Along the way, Singh meets members of the brilliant writing team behind The Simpsons — among them David X. Cohen, Al Jean, Jeff Westbrook, and Mike Reiss — whose love of arcane mathematics becomes clear as they reveal the stories behind the episodes.
With wit and clarity, displaying a true fan’s zeal, and replete with images from the shows, photographs of the writers, and diagrams and proofs, The Simpsons and Their Mathematical Secrets offers an entirely new insight into the most successful show in television history.
Reviews of The Simpsons and Their Mathematical Secrets
“Even someone with no mathematical background will enjoy (Singh’s) accounts of the nature of infinity and the meaning of the number e, the life of tragic genius Srinivasa Ramanujan and the obsessions of Bill James, the oracle of baseball statistics.”
New York Times full review
“Singh uses the show as a thread along which to string mini-essays on some of math’s greatest hits”

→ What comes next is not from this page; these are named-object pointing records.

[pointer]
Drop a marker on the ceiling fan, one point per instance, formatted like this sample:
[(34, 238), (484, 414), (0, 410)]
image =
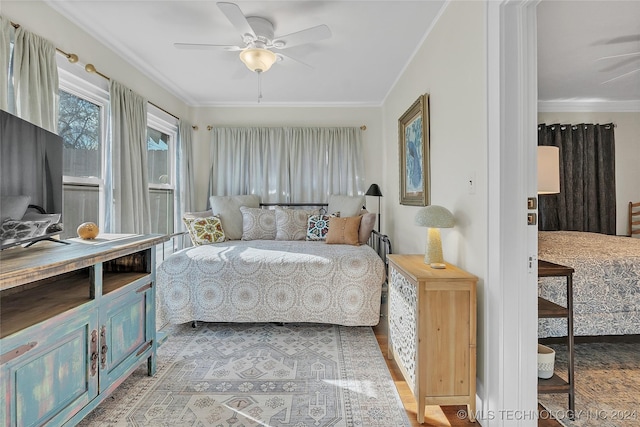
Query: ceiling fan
[(622, 59), (258, 39)]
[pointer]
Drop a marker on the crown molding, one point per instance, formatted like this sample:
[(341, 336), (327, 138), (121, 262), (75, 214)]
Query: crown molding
[(588, 106)]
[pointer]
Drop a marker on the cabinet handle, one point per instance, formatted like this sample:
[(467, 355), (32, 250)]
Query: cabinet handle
[(94, 352), (104, 348), (143, 288)]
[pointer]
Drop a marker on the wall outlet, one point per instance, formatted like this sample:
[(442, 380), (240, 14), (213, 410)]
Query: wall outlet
[(471, 183)]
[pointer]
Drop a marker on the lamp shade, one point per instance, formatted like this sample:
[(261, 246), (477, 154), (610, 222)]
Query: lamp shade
[(548, 169), (374, 191), (434, 216), (257, 59)]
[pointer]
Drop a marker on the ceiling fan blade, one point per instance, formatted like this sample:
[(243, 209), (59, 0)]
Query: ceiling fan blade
[(621, 76), (624, 39), (289, 57), (313, 34), (619, 56), (202, 46), (236, 17)]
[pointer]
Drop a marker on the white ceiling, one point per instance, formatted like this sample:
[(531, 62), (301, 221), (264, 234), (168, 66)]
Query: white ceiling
[(574, 37), (371, 43)]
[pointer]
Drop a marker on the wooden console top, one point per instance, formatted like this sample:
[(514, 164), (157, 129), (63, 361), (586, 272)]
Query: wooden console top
[(19, 266)]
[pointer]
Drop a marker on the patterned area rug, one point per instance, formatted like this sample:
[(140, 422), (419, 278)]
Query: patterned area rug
[(242, 375), (607, 385)]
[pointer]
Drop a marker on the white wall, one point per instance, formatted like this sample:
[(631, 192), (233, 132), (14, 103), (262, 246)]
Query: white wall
[(627, 134), (39, 18), (451, 67), (290, 117)]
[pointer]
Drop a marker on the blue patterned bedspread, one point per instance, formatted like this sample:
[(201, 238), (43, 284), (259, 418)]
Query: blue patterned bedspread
[(606, 282)]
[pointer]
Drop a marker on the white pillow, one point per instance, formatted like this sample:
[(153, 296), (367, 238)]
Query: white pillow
[(346, 205), (228, 209), (258, 224), (13, 207)]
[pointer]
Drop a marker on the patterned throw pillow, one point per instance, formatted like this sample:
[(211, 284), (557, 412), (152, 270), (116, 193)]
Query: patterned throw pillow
[(204, 231), (18, 230), (258, 224), (318, 227), (291, 224)]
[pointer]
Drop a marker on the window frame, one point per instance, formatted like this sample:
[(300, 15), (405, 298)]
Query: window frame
[(71, 81)]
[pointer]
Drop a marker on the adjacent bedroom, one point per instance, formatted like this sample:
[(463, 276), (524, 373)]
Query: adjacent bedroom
[(588, 199)]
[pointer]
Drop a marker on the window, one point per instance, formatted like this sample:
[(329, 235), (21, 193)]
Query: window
[(161, 160), (82, 125)]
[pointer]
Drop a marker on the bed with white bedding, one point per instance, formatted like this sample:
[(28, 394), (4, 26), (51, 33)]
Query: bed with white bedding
[(606, 282), (272, 281)]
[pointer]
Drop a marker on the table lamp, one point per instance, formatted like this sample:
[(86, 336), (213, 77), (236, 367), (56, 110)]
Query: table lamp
[(548, 169), (374, 191), (434, 217)]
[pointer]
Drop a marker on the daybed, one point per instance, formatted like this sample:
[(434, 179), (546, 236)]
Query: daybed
[(273, 277), (606, 282)]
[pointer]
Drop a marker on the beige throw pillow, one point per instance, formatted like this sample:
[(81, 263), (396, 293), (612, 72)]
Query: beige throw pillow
[(344, 230), (346, 205)]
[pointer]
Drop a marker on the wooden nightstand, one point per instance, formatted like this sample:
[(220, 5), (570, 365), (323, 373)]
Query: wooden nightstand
[(432, 331), (548, 309)]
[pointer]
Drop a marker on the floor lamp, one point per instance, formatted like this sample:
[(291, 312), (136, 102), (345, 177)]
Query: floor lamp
[(374, 191)]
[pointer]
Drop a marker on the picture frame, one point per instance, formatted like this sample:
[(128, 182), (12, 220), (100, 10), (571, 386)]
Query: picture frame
[(413, 141)]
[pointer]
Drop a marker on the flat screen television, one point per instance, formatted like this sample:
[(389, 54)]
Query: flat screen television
[(31, 170)]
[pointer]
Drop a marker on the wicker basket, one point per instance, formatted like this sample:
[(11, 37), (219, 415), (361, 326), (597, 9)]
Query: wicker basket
[(546, 360)]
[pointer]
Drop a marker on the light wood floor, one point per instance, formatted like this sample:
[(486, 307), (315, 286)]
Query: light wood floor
[(442, 416)]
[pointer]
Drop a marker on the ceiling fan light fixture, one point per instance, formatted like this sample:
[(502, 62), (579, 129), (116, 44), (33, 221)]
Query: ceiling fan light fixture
[(258, 59)]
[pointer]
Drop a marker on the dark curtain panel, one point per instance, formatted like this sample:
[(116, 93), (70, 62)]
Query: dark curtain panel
[(587, 199)]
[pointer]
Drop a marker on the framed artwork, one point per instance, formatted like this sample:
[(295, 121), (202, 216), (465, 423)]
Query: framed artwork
[(413, 139)]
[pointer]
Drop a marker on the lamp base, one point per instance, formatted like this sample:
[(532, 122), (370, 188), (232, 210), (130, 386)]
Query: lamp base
[(433, 250)]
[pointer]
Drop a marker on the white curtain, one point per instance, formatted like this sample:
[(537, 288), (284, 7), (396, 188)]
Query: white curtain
[(294, 165), (325, 161), (5, 51), (127, 186), (185, 166), (35, 80), (249, 161)]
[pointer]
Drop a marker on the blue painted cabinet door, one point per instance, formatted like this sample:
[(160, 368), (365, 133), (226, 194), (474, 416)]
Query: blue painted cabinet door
[(126, 332), (53, 379)]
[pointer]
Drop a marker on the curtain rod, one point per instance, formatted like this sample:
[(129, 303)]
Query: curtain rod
[(363, 127), (90, 68)]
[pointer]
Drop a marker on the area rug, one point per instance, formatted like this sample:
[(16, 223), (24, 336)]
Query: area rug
[(240, 375), (607, 386)]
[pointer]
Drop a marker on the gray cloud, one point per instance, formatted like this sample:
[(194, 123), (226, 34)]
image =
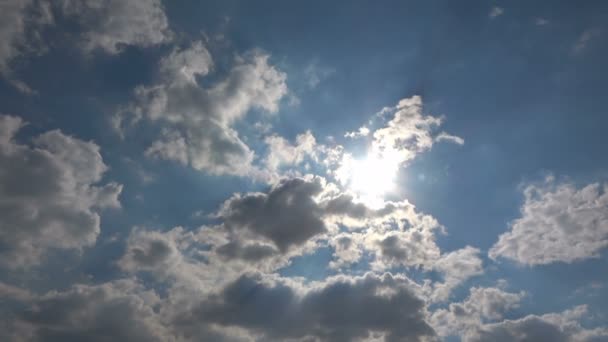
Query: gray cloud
[(198, 120), (465, 318), (558, 223), (48, 196), (554, 327), (287, 215), (119, 311), (480, 318), (343, 309)]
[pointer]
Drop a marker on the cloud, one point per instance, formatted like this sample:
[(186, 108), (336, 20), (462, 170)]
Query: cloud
[(482, 304), (48, 194), (197, 121), (456, 267), (559, 223), (315, 73), (395, 143), (20, 23), (496, 12), (121, 310), (337, 310), (111, 25), (480, 318), (443, 136), (103, 25), (152, 251), (556, 327)]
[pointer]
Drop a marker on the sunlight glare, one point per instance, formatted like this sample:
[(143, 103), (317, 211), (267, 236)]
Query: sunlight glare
[(373, 177)]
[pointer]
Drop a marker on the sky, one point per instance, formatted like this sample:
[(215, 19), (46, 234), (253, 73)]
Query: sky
[(303, 171)]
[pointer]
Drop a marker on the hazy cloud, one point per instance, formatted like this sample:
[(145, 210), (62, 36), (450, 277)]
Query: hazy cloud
[(48, 194), (559, 223)]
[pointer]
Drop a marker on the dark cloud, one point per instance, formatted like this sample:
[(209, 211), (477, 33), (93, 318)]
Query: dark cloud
[(343, 309), (116, 311), (48, 194), (197, 120), (287, 215)]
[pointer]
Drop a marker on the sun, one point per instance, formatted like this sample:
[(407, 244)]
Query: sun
[(373, 177)]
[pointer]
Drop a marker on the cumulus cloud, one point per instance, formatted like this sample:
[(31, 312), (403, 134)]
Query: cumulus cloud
[(337, 310), (121, 310), (112, 24), (197, 120), (559, 223), (49, 197), (104, 25), (20, 23), (396, 142)]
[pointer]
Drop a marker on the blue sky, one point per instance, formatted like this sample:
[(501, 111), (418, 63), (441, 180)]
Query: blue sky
[(275, 171)]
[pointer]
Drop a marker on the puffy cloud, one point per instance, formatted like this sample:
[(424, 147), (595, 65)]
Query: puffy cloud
[(564, 326), (288, 215), (394, 144), (152, 250), (48, 194), (456, 267), (480, 318), (408, 133), (584, 40), (341, 309), (111, 24), (20, 22), (108, 25), (198, 120), (120, 310), (482, 304), (12, 29), (559, 223)]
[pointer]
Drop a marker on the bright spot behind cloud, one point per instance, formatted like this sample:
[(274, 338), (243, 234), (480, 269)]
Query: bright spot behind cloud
[(372, 178)]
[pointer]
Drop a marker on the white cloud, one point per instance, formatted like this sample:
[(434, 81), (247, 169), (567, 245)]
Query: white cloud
[(48, 194), (340, 309), (559, 223), (198, 120), (361, 132), (482, 304), (563, 326), (20, 22)]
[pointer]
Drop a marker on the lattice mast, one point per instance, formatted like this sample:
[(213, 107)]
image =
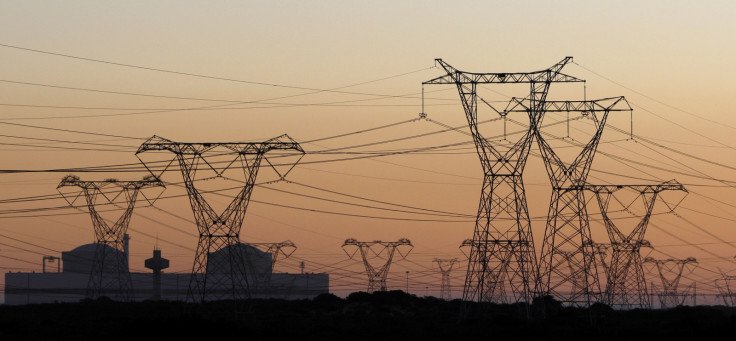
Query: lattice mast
[(567, 269), (376, 249), (726, 288), (445, 267), (503, 248), (670, 272), (110, 274), (220, 231), (626, 287)]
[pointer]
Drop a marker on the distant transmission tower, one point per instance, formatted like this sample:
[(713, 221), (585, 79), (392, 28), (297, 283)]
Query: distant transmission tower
[(670, 272), (445, 267), (503, 247), (220, 232), (626, 287), (567, 268), (727, 289), (375, 249), (110, 274)]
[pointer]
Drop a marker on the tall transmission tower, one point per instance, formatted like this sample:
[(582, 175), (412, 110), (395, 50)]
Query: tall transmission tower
[(220, 232), (603, 251), (626, 287), (110, 274), (727, 289), (567, 267), (377, 249), (670, 272), (503, 247), (445, 267)]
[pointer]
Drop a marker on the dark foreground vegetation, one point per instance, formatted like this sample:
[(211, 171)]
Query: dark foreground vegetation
[(380, 316)]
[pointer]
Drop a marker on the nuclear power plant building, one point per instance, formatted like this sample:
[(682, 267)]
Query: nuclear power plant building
[(71, 283)]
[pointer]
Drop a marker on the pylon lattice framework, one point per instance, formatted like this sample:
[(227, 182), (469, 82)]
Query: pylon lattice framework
[(368, 250), (220, 231), (445, 267), (727, 289), (503, 248), (670, 272), (626, 286), (567, 269), (110, 275)]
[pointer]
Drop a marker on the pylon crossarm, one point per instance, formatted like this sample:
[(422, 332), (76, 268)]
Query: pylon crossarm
[(551, 75)]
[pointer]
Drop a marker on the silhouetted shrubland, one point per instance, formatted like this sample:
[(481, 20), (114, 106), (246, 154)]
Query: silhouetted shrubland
[(379, 316)]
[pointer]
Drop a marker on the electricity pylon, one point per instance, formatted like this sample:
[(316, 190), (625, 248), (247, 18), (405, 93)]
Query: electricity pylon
[(626, 287), (503, 247), (445, 267), (727, 289), (374, 249), (219, 232), (567, 269), (670, 272), (603, 251), (110, 274)]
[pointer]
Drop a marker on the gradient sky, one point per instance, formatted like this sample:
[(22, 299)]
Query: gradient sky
[(671, 59)]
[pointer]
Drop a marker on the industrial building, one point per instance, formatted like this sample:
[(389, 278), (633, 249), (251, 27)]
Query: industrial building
[(70, 284)]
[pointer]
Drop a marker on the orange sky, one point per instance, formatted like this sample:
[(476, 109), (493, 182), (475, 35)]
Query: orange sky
[(670, 59)]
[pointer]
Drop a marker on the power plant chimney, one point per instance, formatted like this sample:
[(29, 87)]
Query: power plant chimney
[(126, 249), (157, 263)]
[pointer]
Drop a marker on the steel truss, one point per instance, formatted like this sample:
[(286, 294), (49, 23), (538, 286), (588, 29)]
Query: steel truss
[(368, 250), (567, 264), (626, 287), (219, 233), (110, 274), (502, 251), (727, 289), (445, 267), (670, 272)]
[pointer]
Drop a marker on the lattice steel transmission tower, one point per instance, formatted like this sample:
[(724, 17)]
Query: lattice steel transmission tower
[(110, 274), (503, 247), (670, 272), (371, 250), (445, 267), (626, 287), (219, 233), (727, 289), (567, 269)]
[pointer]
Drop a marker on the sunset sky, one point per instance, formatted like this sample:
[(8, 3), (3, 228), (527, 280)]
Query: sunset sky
[(84, 83)]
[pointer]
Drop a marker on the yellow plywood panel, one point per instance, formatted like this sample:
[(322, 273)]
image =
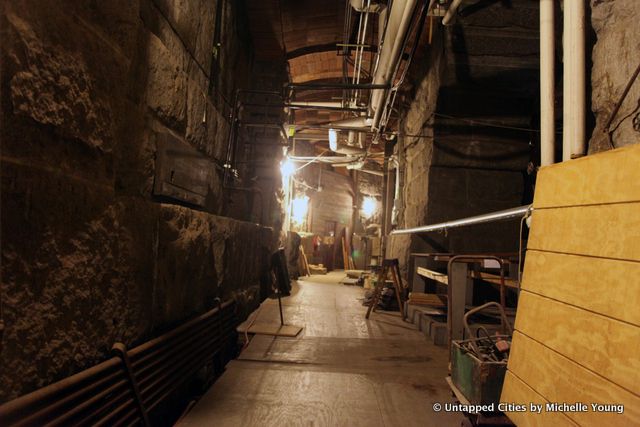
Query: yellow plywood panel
[(601, 344), (560, 380), (514, 391), (606, 286), (608, 231), (610, 177)]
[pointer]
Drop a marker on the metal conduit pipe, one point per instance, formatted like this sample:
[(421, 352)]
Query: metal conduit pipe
[(574, 100), (479, 219), (547, 82), (397, 26), (451, 12)]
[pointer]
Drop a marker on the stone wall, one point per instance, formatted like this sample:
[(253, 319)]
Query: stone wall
[(615, 58), (453, 169), (90, 255)]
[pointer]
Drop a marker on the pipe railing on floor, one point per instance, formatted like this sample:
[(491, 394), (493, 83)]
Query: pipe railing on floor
[(125, 389), (518, 212)]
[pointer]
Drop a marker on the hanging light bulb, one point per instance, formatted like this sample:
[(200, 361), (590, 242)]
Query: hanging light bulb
[(333, 139)]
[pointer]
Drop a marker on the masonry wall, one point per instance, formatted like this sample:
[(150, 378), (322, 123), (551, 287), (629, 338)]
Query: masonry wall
[(615, 58), (90, 254)]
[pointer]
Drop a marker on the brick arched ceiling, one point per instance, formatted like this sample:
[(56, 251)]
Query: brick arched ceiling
[(306, 33)]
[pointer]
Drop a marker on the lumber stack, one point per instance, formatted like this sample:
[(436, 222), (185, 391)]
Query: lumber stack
[(434, 300), (577, 330)]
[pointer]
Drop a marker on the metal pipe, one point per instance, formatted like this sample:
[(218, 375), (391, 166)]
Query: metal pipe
[(323, 86), (547, 82), (398, 24), (574, 100), (479, 219), (451, 12)]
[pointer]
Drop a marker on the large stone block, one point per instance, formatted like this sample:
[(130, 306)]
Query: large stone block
[(615, 58), (166, 90)]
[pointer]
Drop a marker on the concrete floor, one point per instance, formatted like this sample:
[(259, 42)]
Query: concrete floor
[(342, 370)]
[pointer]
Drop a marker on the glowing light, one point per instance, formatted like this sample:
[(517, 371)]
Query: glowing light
[(299, 207), (287, 168), (333, 139), (369, 205)]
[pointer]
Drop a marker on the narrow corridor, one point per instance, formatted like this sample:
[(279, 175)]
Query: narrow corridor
[(340, 370)]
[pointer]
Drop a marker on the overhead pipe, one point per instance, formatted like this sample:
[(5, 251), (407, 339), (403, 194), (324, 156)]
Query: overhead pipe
[(397, 26), (478, 219), (574, 99), (451, 12), (547, 82), (326, 86)]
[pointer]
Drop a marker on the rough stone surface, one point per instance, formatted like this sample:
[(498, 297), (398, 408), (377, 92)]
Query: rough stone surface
[(615, 58), (89, 255)]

Washington Post full review
“Singh unpacks the myriad throwaway maths gags that litter the hit animation series The Simpsons and Futurama. Singh’s delight in the hidden geekdom of these popular TV shows. His explanations of the complex concepts are fascinating, even (perhaps especially) if mathematics is not your strong suit.”
Cosmos full review
“Mathematical concepts both useful and obscure explained via the antics of America’s favorite yellow family!”